The fix: Every delegation check must verify the entire chain is still valid, not just the immediate link. See the chain validation section above.

5. Scope Creep Through Aggregation

The pattern: Agent B receives read:customers.name from Agent A and read:customers.email from Agent C. Together, these give Agent B access to customer PII that neither A nor C intended to expose as a combined set.

Why it's dangerous: Each individual delegation follows least privilege, but the aggregate exceeds what any single delegator intended.

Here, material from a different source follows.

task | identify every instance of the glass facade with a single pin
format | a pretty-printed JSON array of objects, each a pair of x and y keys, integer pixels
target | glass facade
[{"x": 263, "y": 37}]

The fix: Evaluate an agent's total effective permissions at delegation time, not just the individual grant:

function validateDelegation(newDelegation):
    existingScopes = getEffectiveScopes(newDelegation.delegate)
    combinedScopes = merge(existingScopes, newDelegation.scopes)
    
    if triggersSensitiveDataCombination(combinedScopes):
        requireHumanApproval(newDelegation)
        // or reject outright

Quick-Start Checklist

Ready to implement secure delegation? Here's your path:

• [ ] Define your scope taxonomy — Map every resource and action type to a scope string
• [ ] Implement scope narrowing — Agents can only delegate subsets of their own permissions
• [ ] Add expiration to every delegation — No exceptions, enforce max TTLs per scope type
• [ ] Limit chain depth — Start with a max depth of 3, adjust based on your architecture
• [ ] Implement chain validation — Every action checks the full chain, not just the last link
• [ ] Add transitive revocation — Revoking a delegation revokes all children
• [ ] Build your audit trail — Log create, use, renew, revoke, expire, and deny events
• [ ] Set delegation limits — Cap active delegations per agent and scopes per delegation
• [ ] Add aggregate scope checks — Detect when combined delegations exceed intended access
• [ ] Create your revocation playbook — Document when to use immediate vs. graceful

Where This Connects

Delegation doesn't exist in isolation. It's part of your broader governance fabric:

• Trust scores determine whether an agent is allowed to delegate and what scope ceilings apply
• Behavioral monitoring detects anomalous delegation patterns (sudden spike in delegations, unusual chain depth)
• Delegation chains covers the conceptual model in depth
• Least privilege is the principle underlying everything in this guide

Delegation is where trust meets action in a multi-agent system. Get it right, and your agents can collaborate safely. Get it wrong, and a single compromised agent becomes an all-access pass. Take the time to build it properly.